La conocí en la cantina de la facultad un día de principios de la primavera de 1997, el año que Darío Fo ganó el premio Nobel de literatura, y que secretamente yo aspiraba a ganar algún día. Ella estaba delante de mí en la fila de la cafetería y pretendía coger su taza de café y un enorme pastel de nata y fresas con una sola mano, porque la otra sujetaba varios libros de poesía. Yo me ofrecí a sujetarle los libros, pero lo rechazó. Finalmente, y como era de temer, la taza de café, el pastel y sus preciados libros rodaron por el suelo. Entonces sí aceptó mi ayuda. Mientras ella limpiaba los trozos de tarta que habían embadurnado los libros, yo conseguí una nueva taza de café y la última porción de tarta que quedaba. Pero quiso el destino que aquella mañana de principios de la primavera ella se quedase sin su café y su deliciosa tarta de nata y fresas, porque tropecé con una silla descolocada y, una vez más, café y pastel fueron a parar al suelo. Aquella coincidencia en nuestra torpeza lo interpretamos como una señal del destino, de que estábamos hechos el uno para el otro.

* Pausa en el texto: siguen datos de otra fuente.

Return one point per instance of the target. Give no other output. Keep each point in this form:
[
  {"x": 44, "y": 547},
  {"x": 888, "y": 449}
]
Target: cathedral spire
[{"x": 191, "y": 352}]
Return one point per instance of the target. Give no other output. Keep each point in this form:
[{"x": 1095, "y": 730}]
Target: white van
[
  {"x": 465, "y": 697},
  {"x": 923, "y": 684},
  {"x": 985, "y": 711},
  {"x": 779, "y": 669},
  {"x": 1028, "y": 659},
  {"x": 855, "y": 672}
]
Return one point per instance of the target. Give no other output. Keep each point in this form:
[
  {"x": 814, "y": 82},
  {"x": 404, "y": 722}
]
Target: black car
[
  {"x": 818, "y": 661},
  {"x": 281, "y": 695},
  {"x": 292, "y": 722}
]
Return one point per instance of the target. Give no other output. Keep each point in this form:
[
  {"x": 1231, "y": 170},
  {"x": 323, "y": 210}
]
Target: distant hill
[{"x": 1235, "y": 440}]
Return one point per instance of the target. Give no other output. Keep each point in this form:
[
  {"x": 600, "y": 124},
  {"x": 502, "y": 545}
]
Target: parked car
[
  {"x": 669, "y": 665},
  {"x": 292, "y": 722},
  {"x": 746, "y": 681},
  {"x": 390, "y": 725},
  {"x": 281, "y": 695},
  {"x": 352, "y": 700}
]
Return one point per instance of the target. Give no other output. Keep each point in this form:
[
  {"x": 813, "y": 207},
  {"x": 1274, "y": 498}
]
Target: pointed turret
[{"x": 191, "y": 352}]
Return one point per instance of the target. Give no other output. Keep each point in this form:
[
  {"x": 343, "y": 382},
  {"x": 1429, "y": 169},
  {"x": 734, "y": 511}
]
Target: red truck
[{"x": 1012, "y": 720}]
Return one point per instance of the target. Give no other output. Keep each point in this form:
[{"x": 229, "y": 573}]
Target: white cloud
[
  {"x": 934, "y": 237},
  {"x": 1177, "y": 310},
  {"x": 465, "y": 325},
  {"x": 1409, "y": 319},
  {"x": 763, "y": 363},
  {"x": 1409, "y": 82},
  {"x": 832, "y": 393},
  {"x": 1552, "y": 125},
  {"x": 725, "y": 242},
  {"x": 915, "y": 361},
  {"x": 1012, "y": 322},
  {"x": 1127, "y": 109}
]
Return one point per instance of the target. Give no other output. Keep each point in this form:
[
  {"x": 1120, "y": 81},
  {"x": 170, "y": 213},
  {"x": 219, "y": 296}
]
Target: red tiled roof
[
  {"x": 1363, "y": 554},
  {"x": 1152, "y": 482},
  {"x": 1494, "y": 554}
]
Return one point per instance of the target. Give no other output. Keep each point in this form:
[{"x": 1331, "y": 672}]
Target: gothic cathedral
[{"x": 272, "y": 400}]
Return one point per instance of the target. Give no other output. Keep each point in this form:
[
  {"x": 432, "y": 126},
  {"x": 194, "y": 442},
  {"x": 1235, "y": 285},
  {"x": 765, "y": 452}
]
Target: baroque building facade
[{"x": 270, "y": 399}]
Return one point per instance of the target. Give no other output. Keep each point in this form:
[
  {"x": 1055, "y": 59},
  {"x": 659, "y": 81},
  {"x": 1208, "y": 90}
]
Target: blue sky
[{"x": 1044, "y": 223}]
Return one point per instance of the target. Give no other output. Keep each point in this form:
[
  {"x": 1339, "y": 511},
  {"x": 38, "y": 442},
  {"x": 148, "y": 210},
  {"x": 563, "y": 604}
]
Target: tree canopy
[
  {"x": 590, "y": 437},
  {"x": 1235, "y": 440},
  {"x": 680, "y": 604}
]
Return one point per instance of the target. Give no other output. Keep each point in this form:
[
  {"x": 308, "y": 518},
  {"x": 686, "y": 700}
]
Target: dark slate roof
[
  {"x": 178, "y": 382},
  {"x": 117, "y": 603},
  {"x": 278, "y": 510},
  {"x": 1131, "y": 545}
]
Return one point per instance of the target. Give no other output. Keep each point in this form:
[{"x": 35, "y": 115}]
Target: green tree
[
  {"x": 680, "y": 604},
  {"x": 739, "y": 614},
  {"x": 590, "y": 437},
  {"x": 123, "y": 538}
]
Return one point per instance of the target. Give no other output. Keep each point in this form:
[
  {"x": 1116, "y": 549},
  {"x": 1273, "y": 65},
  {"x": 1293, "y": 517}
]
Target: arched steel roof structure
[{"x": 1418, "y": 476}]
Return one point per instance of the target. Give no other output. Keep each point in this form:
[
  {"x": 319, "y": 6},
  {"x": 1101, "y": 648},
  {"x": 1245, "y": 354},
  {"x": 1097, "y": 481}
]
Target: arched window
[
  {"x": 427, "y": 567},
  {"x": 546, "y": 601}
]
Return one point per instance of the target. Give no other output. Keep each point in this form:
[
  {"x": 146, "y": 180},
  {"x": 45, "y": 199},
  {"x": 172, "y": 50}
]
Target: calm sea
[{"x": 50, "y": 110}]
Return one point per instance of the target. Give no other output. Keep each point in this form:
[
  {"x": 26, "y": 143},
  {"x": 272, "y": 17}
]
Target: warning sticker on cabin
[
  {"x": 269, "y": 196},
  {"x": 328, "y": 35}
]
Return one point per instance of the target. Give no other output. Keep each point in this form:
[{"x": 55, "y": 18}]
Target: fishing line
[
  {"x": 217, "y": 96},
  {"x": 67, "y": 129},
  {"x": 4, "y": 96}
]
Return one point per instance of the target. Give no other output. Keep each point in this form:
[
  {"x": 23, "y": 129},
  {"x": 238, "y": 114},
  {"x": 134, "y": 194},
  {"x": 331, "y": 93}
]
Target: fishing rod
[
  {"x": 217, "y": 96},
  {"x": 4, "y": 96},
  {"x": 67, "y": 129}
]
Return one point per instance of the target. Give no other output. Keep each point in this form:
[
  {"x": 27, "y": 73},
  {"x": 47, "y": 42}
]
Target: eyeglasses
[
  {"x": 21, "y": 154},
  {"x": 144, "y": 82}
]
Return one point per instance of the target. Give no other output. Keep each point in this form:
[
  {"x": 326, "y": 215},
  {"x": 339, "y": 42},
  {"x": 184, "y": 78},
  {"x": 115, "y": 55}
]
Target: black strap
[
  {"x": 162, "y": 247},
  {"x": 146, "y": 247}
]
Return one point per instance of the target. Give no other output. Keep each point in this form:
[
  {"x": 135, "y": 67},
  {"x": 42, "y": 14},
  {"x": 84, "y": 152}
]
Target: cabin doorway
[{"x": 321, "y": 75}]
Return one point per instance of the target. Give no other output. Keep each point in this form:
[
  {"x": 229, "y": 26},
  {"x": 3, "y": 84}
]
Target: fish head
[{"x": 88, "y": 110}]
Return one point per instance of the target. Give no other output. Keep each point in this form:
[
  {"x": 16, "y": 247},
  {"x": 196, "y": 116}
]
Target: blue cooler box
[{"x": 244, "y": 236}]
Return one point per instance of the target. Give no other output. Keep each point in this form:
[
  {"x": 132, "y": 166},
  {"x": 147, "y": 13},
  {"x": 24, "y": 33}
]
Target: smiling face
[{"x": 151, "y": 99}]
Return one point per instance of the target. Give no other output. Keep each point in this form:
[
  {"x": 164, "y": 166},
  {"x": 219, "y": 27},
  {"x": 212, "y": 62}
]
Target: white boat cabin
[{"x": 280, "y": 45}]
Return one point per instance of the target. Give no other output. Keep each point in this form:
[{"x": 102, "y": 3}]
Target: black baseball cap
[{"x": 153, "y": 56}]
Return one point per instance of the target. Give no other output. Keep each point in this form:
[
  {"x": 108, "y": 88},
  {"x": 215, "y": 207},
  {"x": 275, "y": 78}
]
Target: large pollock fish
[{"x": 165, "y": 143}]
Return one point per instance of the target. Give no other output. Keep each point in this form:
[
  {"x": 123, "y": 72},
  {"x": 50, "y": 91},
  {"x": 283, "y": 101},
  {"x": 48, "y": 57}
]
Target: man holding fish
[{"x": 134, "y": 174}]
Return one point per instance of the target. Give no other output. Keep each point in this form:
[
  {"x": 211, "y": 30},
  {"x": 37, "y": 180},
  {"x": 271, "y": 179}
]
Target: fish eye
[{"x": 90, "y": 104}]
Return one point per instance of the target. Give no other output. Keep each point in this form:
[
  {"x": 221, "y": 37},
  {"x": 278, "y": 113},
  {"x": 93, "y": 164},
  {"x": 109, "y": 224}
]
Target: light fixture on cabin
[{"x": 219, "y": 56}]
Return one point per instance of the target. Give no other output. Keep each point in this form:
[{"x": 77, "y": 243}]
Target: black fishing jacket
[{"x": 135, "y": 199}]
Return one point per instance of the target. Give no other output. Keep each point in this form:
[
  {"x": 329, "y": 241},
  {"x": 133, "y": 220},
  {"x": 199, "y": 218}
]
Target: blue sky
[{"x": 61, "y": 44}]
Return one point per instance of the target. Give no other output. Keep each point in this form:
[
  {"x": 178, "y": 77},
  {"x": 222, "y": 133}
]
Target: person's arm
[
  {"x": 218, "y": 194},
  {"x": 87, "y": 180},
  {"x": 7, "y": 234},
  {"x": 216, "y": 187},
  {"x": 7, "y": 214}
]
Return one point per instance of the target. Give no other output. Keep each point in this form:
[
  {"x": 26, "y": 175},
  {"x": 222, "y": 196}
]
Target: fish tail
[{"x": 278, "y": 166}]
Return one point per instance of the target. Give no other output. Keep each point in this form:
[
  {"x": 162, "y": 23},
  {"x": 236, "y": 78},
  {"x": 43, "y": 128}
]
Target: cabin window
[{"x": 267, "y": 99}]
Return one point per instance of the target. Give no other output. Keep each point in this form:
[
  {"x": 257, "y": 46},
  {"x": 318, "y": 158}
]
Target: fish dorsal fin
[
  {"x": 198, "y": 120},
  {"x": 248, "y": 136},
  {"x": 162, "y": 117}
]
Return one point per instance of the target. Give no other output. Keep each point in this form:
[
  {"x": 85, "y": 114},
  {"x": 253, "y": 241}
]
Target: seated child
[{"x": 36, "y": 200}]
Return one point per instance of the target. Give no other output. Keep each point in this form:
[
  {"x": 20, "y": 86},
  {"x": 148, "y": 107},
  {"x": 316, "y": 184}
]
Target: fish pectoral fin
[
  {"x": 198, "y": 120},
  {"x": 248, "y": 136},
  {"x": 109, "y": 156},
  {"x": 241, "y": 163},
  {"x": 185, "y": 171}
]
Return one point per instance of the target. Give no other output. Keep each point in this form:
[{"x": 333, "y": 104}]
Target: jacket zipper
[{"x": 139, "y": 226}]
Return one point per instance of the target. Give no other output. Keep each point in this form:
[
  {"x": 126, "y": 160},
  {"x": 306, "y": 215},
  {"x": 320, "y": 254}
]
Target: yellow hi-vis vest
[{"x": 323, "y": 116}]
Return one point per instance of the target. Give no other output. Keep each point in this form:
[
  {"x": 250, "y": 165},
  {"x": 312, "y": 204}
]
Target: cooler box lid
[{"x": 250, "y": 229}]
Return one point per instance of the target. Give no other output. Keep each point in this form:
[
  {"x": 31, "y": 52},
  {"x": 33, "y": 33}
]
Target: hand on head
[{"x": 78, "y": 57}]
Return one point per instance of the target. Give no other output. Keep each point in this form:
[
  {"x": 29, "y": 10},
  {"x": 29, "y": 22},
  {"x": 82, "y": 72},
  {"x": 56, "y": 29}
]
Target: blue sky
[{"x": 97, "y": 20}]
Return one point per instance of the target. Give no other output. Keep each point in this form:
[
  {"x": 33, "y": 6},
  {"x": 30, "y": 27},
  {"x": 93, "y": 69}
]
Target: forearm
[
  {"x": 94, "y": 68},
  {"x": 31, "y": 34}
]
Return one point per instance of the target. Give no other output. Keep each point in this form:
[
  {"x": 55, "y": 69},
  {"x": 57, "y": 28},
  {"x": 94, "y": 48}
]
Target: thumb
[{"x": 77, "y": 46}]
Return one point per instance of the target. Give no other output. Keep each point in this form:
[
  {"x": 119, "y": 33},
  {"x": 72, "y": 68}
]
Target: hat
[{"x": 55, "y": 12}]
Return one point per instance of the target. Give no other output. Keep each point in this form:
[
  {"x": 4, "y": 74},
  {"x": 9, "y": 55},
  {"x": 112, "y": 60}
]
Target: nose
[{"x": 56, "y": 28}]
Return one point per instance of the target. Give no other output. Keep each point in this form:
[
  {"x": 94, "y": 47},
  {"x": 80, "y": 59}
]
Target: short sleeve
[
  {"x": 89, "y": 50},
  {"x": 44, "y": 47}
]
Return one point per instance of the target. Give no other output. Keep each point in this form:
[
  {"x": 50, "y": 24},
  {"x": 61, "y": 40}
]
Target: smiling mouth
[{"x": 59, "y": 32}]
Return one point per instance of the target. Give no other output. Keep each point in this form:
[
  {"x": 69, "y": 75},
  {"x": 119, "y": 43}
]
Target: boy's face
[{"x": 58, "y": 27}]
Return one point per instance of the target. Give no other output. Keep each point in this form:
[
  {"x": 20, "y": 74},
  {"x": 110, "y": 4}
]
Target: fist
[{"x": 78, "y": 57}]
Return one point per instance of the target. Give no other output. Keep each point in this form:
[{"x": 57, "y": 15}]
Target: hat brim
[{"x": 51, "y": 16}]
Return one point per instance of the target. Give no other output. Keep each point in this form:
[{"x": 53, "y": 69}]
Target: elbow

Los días y meses que siguieron a nuestro accidentado encuentro fueron simplemente gloriosos. Nos descubrimos nuestras respectivas vocaciones y ambiciones, y acordamos, sellado con un beso, recorrer juntos el camino hacia la gloria, que nuestro optimismo juvenil daba por conquistada. Solíamos sentarnos sobre el mullido césped de nuestro campus y nos intercambiábamos cuartillas con nuestros respectivas creaciones. Yo leía y valoraba sus poesías y ella leía mis narraciones y las comentábamos en acaloradas discusiones literarias. Todavía hoy recuerdo uno de sus poemas, dedicado a mí, naturalmente:




Si tu corazón fuera espuma, yo sería océano;

Si tu alma fuera cielo, yo sería nube;

Si tu mirada fuera lluvia, yo sería campo;

Si tus manos fueran agua, yo sería sed.




Acudíamos a todos los actos culturales relacionados con la literatura, y éramos considerados «Les enfants terribles» de las presentaciones de libros, por nuestras exhaustivas preguntas. Creo que los autores nos temían. No nos perdíamos ninguna película biográficas de escritores. Hacíamos planes para el futuro, para cuando fuéramos ricos y famosos. Acordamos que pasaríamos medio año en París y el otro medio en Mallorca, en una pequeña casa sobre algún acantilado y que desde la ventana del dormitorio se pudiera contemplar el amanecer en el mar Mediterráneo. Incluso habíamos decidido tener nuestro primer hijo cuando yo cumpliese 30 años, y tener tiempo suficiente para consolidar nuestras respectivas carreras literarias.

Todas esas maravillosas fantasías sucedían antes de que yo ganara aquel maldito premio. Ahora me doy cuenta de que estaba seguro de cómo sería mi brillante porvenir con toda clase de detalles, pero no estaba seguro de cómo era yo, y apenas soporté la primera prueba que el destino puso en mi camino.